中野さんが「課題をすぐやる」と「4年間で卒業する」を決めたワケ

 早大のeスクールはオンデマンドで好きな時間に授業を視聴し、レポート提出と試験により単位を取得する。当時はパソコンが一家に1台あるかどうか、インターネットが普及し始めた時代。自身はパソコンに触れたこともなく、受講のためのソフト1つインストールすることも苦労した。

 その上で、練習と両立させる。毎朝6時から拠点とする新横浜のリンクで滑り、周りの学生スケーターは2、3限の授業に合わせ、途中で切り上げていく。中野さんは開放されている10時までフルに使って練習し、終わると自宅に戻って授業を受講。追いつかなければ、土日も使って没頭した。

 中野さんは「家にいる時間はほとんどパソコンと向かって授業を受けているか、レポートを書いているかという生活でした」と懐かしむ。

「パソコンの扱いは本当にゼロからのスタートでした。自分で自分のカリキュラムを選択し、スケジュールを組むことが必要になり、自分の強い意志が求められました。特に1年生は統計学と英語が必須科目で、その単位を取らないと2年生に進級できず、統計学は毎日戦っていました。隣に友達がいる環境なら『これってどういうこと?』と気軽に聞けるのですが、自分で参考書を買って理解しなければいけないのは大変でした。

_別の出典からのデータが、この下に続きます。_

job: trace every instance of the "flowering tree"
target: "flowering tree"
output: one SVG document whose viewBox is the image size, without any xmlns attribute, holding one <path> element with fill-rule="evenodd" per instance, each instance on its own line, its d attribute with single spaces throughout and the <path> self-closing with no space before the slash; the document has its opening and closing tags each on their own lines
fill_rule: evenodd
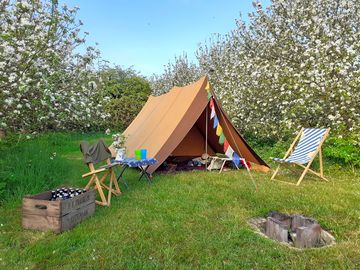
<svg viewBox="0 0 360 270">
<path fill-rule="evenodd" d="M 99 52 L 75 52 L 85 42 L 76 11 L 56 0 L 0 2 L 0 128 L 81 129 L 106 118 L 95 83 Z"/>
<path fill-rule="evenodd" d="M 184 86 L 196 81 L 200 76 L 197 65 L 190 63 L 187 55 L 175 57 L 174 63 L 169 62 L 162 75 L 153 75 L 150 85 L 154 95 L 166 93 L 174 86 Z"/>
<path fill-rule="evenodd" d="M 248 25 L 240 18 L 196 52 L 203 73 L 213 70 L 214 90 L 237 127 L 273 138 L 300 126 L 359 135 L 359 1 L 254 7 Z"/>
</svg>

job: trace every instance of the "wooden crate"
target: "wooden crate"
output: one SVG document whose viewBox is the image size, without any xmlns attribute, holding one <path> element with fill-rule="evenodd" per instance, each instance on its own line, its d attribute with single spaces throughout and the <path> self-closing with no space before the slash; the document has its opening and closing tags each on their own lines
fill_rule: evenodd
<svg viewBox="0 0 360 270">
<path fill-rule="evenodd" d="M 95 196 L 94 189 L 61 201 L 49 201 L 51 191 L 25 196 L 23 228 L 56 233 L 69 230 L 95 212 Z"/>
</svg>

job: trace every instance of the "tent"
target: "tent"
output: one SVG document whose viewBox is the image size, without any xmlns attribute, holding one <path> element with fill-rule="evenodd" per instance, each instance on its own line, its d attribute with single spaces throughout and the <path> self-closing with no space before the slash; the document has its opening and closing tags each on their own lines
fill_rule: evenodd
<svg viewBox="0 0 360 270">
<path fill-rule="evenodd" d="M 209 89 L 207 76 L 184 87 L 173 87 L 166 94 L 150 96 L 124 131 L 128 155 L 133 155 L 135 149 L 147 149 L 148 156 L 158 160 L 147 170 L 153 173 L 169 156 L 199 157 L 205 152 L 209 155 L 224 153 L 224 145 L 219 143 L 219 134 L 213 128 L 214 118 L 210 119 L 210 101 L 227 144 L 240 157 L 250 161 L 254 169 L 269 170 L 230 122 Z"/>
</svg>

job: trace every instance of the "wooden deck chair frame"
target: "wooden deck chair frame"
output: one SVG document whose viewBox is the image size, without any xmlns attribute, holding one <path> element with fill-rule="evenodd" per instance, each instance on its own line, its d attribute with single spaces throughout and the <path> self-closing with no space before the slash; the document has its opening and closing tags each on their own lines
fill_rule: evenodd
<svg viewBox="0 0 360 270">
<path fill-rule="evenodd" d="M 102 206 L 110 206 L 112 194 L 114 194 L 115 196 L 121 194 L 121 190 L 120 190 L 119 184 L 116 179 L 116 175 L 113 170 L 113 167 L 117 166 L 117 165 L 112 164 L 109 158 L 106 159 L 106 163 L 107 163 L 107 165 L 102 166 L 99 169 L 95 169 L 95 166 L 93 163 L 88 163 L 90 172 L 82 175 L 83 178 L 91 176 L 91 178 L 85 188 L 89 189 L 91 186 L 94 185 L 94 188 L 98 190 L 98 193 L 99 193 L 100 199 L 101 199 L 101 201 L 96 200 L 95 202 L 96 202 L 96 204 L 99 204 Z M 100 173 L 104 173 L 101 176 L 101 178 L 99 178 L 99 176 L 98 176 L 98 174 L 100 174 Z M 109 185 L 106 185 L 105 180 L 109 176 L 110 176 L 110 182 L 109 182 Z M 107 199 L 105 197 L 103 188 L 108 190 Z"/>
<path fill-rule="evenodd" d="M 290 164 L 296 164 L 300 167 L 302 167 L 304 169 L 303 173 L 301 174 L 299 180 L 297 181 L 296 184 L 293 184 L 293 183 L 290 183 L 290 182 L 285 182 L 285 181 L 280 181 L 280 180 L 277 180 L 279 182 L 283 182 L 283 183 L 286 183 L 286 184 L 291 184 L 291 185 L 296 185 L 296 186 L 299 186 L 301 181 L 304 179 L 305 175 L 307 172 L 310 172 L 318 177 L 320 177 L 321 179 L 323 179 L 324 181 L 329 181 L 328 179 L 326 179 L 324 177 L 324 173 L 323 173 L 323 160 L 322 160 L 322 144 L 324 143 L 324 141 L 326 140 L 326 138 L 329 136 L 329 133 L 330 133 L 330 128 L 327 128 L 326 129 L 326 132 L 324 134 L 324 136 L 322 137 L 317 149 L 314 151 L 314 154 L 312 156 L 312 158 L 308 161 L 308 163 L 306 164 L 306 166 L 304 166 L 303 164 L 299 164 L 299 163 L 290 163 Z M 296 145 L 296 142 L 301 138 L 301 136 L 304 134 L 304 128 L 301 128 L 300 132 L 298 133 L 298 135 L 296 136 L 295 140 L 293 141 L 293 143 L 290 145 L 288 151 L 286 152 L 285 156 L 283 159 L 286 159 L 287 157 L 289 157 L 291 155 L 291 153 L 293 152 L 294 150 L 294 147 Z M 315 157 L 319 154 L 319 161 L 320 161 L 320 172 L 315 172 L 314 170 L 310 169 L 310 166 L 312 164 L 312 162 L 314 161 Z M 276 174 L 279 172 L 280 170 L 280 166 L 282 165 L 282 163 L 280 163 L 278 165 L 278 167 L 276 168 L 276 170 L 274 171 L 274 174 L 272 175 L 271 179 L 270 180 L 275 180 L 275 176 Z"/>
</svg>

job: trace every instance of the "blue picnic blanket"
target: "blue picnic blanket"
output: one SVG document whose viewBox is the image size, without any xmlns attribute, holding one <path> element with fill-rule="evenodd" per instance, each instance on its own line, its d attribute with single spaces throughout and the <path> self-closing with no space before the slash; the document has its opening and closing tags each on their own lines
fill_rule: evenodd
<svg viewBox="0 0 360 270">
<path fill-rule="evenodd" d="M 134 167 L 154 165 L 157 163 L 157 160 L 155 158 L 147 158 L 147 159 L 141 159 L 141 160 L 137 160 L 135 158 L 126 158 L 122 161 L 115 161 L 115 162 L 123 164 L 123 165 L 127 165 L 130 168 L 134 168 Z"/>
</svg>

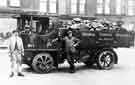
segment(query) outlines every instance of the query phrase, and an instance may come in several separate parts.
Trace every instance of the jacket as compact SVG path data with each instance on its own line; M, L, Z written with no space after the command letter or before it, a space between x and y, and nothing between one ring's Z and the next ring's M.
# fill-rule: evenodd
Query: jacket
M18 47L18 51L21 55L24 55L24 47L23 47L23 42L22 39L19 36L12 36L9 39L9 53L13 53L15 51L15 44L17 42L17 47Z

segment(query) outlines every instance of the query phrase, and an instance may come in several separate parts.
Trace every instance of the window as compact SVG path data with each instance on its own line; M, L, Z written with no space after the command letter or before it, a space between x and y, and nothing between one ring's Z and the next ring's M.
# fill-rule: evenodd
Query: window
M59 0L59 14L66 14L66 0Z
M40 12L47 12L47 0L40 0Z
M134 15L134 8L135 8L135 1L129 0L128 1L128 15L132 16Z
M7 6L7 0L0 0L0 7L6 7Z
M85 4L86 4L85 0L80 0L80 8L79 8L80 14L85 14Z
M20 0L10 0L10 6L20 7Z
M49 2L49 12L56 13L56 0L50 0Z
M77 0L71 0L71 14L77 14Z
M116 0L116 14L121 15L121 0Z
M110 14L110 0L105 0L105 14Z
M103 0L97 0L97 13L103 13Z

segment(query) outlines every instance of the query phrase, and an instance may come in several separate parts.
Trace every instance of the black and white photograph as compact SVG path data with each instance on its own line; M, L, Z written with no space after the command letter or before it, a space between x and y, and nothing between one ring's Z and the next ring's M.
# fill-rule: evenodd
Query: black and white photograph
M135 0L0 0L1 85L134 85Z

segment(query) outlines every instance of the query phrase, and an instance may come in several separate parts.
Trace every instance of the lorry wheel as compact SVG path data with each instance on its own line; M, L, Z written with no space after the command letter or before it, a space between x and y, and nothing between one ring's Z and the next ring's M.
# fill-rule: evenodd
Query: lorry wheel
M38 73L50 72L52 70L53 65L53 58L48 53L37 54L32 61L32 67Z
M114 66L115 54L111 50L103 50L97 54L97 66L109 70Z
M94 62L92 62L92 61L86 61L86 62L84 62L84 64L87 65L87 66L92 66L94 64Z

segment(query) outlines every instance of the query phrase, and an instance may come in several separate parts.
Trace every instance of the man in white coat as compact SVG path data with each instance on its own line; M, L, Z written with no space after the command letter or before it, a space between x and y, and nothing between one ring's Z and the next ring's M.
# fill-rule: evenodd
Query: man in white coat
M9 55L11 58L10 77L13 77L15 73L17 73L18 76L24 76L21 72L21 57L24 55L24 48L22 39L19 37L17 30L13 31L13 35L9 39Z

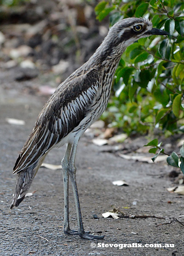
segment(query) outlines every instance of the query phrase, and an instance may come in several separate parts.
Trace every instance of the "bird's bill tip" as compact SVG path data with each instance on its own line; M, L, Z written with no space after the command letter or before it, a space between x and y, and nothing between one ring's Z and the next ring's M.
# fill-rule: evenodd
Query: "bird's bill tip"
M153 28L152 30L148 31L150 35L169 35L169 33L165 30L162 30L159 29Z

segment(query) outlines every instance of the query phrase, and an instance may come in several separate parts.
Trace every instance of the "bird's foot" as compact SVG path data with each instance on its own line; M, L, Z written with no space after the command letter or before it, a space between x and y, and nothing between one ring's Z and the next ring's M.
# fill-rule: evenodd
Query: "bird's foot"
M79 236L84 239L88 239L88 240L93 240L93 239L103 239L104 236L94 236L90 235L89 232L83 231L79 233Z
M89 232L85 232L87 234L89 234ZM64 230L64 233L66 235L78 235L78 232L77 230L74 230L70 229Z
M68 229L64 230L64 233L66 235L78 235L78 232L77 230L74 230Z

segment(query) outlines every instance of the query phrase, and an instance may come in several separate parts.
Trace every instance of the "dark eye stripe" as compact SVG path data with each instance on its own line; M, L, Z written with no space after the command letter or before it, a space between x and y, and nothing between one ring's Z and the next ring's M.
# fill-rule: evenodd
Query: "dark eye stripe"
M137 32L141 31L142 28L142 25L137 25L134 27L134 30L135 31L137 31Z

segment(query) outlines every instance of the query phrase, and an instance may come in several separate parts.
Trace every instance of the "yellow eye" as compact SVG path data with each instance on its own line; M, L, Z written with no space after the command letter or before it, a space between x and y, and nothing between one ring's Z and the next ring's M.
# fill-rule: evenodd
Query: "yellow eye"
M137 25L137 26L135 26L134 27L134 28L135 31L139 32L139 31L141 31L141 30L142 29L142 25Z

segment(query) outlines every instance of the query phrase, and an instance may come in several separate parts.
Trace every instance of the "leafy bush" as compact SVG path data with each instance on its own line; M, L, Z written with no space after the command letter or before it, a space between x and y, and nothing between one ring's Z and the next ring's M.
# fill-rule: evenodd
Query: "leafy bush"
M102 116L109 125L129 134L153 134L156 128L166 135L184 130L184 8L183 0L103 1L96 6L97 18L109 14L111 26L143 16L170 35L141 39L123 53Z
M5 6L14 6L27 2L29 0L2 0L1 4Z

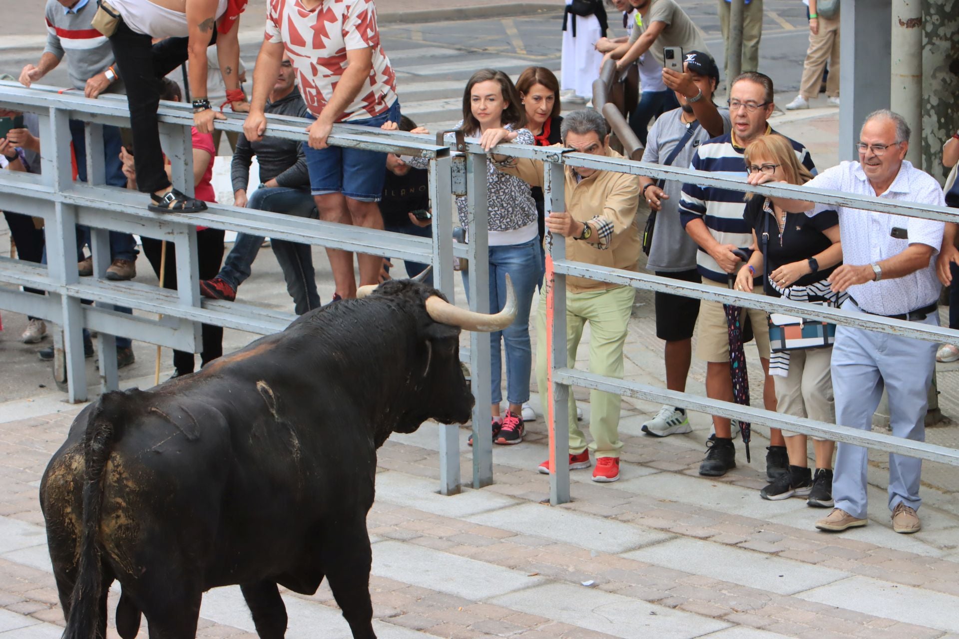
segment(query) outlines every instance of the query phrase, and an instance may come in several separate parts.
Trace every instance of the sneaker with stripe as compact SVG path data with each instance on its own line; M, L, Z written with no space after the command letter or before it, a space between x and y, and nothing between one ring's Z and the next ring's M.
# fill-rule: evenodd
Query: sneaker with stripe
M691 433L692 426L690 425L690 419L684 411L673 406L663 406L660 412L656 413L656 417L643 424L643 432L654 437L667 437Z

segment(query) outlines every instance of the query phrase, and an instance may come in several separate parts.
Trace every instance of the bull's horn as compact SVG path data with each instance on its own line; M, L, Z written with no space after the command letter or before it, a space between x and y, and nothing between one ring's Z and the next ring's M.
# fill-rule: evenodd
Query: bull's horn
M433 272L433 264L430 264L429 266L427 266L426 268L424 268L415 277L409 278L409 281L410 282L418 282L419 284L423 284L424 282L426 282L426 279L430 275L431 272Z
M362 299L376 290L378 284L366 284L357 288L357 299Z
M426 310L434 322L440 324L458 326L465 331L477 332L494 332L503 331L516 319L516 294L513 292L513 283L507 273L506 303L503 310L498 313L487 315L459 308L435 295L427 298Z

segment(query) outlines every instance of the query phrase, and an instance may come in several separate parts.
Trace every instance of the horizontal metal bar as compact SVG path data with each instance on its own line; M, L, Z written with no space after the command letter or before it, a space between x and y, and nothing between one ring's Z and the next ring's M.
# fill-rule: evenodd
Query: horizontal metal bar
M786 315L798 315L806 319L832 322L843 326L852 326L866 331L877 331L903 337L914 337L927 342L959 342L959 331L942 327L930 326L920 322L896 320L881 315L851 312L841 308L823 307L808 302L794 302L781 297L770 297L757 293L731 290L720 286L682 282L659 275L647 275L635 271L624 271L608 266L596 266L570 260L555 260L553 262L557 273L589 278L596 282L619 284L643 290L653 290L658 293L671 293L711 302L733 304L737 307L760 308L766 312L781 312Z
M179 301L176 291L139 282L108 282L83 278L78 284L62 285L54 281L45 267L9 258L0 258L0 282L261 335L283 331L295 319L292 314L205 298L201 300L202 308L187 307Z
M0 106L16 110L29 110L35 107L46 111L50 107L69 110L70 117L79 120L90 120L90 116L106 116L108 118L123 118L122 121L110 120L104 122L97 119L98 124L114 124L122 126L129 126L129 109L125 98L104 96L99 99L88 99L82 93L66 91L49 85L34 84L30 88L18 82L0 80ZM193 110L189 104L161 101L156 111L157 121L182 126L193 125ZM217 121L217 127L227 131L243 131L246 116L242 114L226 114L224 121ZM269 116L268 126L272 137L306 142L309 139L306 126L311 120L291 118L289 116ZM390 131L373 129L368 126L335 125L329 137L329 143L337 147L366 148L383 152L396 152L420 157L445 157L449 155L448 147L437 146L435 141L423 137L421 142L409 134L394 135ZM392 139L395 138L394 143Z
M498 153L508 154L508 149L505 148L505 146L503 146L503 151L501 151L500 148L497 147L496 151ZM884 197L851 195L839 191L825 191L823 189L813 189L810 187L784 184L780 182L754 187L747 184L744 180L719 177L716 174L706 171L693 171L692 169L688 168L680 169L674 167L665 167L659 164L637 162L635 160L626 160L604 155L567 152L563 155L563 164L568 167L583 167L586 169L598 169L599 171L631 173L633 175L645 175L646 177L652 178L679 180L680 182L690 182L698 186L720 187L723 189L730 189L731 191L755 193L760 195L801 199L821 204L831 204L854 209L863 209L866 211L877 211L878 213L891 213L896 216L908 216L910 217L923 217L924 219L959 222L959 212L946 206L929 206L928 204L914 204L899 200L890 200Z
M743 406L731 401L712 399L690 393L670 391L648 384L641 384L625 379L614 379L586 371L570 368L556 369L553 379L561 384L572 384L606 393L616 393L626 397L678 406L687 410L695 410L709 415L718 415L752 423L761 423L770 428L781 428L787 432L809 435L824 440L867 446L874 450L883 450L900 455L908 455L930 462L959 466L959 450L947 446L914 442L901 437L893 437L868 430L859 430L850 426L816 422L802 417L784 415L763 408Z

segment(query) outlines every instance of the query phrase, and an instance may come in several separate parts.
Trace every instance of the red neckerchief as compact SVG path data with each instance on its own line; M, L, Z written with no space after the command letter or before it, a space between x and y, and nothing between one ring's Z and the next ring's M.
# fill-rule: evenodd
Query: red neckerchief
M548 119L543 123L543 132L539 135L534 135L533 138L536 140L537 147L549 147L550 146L550 121L552 118Z

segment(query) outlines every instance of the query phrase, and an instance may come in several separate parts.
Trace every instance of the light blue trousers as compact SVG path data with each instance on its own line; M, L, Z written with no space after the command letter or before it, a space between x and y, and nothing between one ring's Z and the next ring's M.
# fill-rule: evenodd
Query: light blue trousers
M862 312L852 302L844 304L843 309ZM938 314L928 315L923 324L939 326ZM873 415L885 387L889 393L893 435L916 442L925 441L925 411L937 346L935 342L836 327L832 349L836 423L871 430ZM836 508L859 518L866 517L866 448L839 444L832 496ZM889 455L890 511L900 502L919 509L922 469L921 459Z

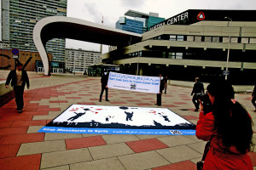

 教授に『単位を取るだけなら、本当は通った方があなたにとっては楽だったと思う』と言われたこともあります。通信教育課程は、入学は一般学生より多少容易かもしれませんが、入学してからは自分を律し、能動的に学ばなければ単位がもらえず、どんどん留年してしまう。それくらい授業の視聴と出される課題が多かったと思います。ただ、やり方に慣れれば、どこでも授業を受けられるのは競技をする上で本当にありがたいことでした」

 在学中に決めていたことは2つある。「課題はすぐやる」こと、そして「4年間で卒業する」こと。中野さんらしい意志の強さが見て取れる。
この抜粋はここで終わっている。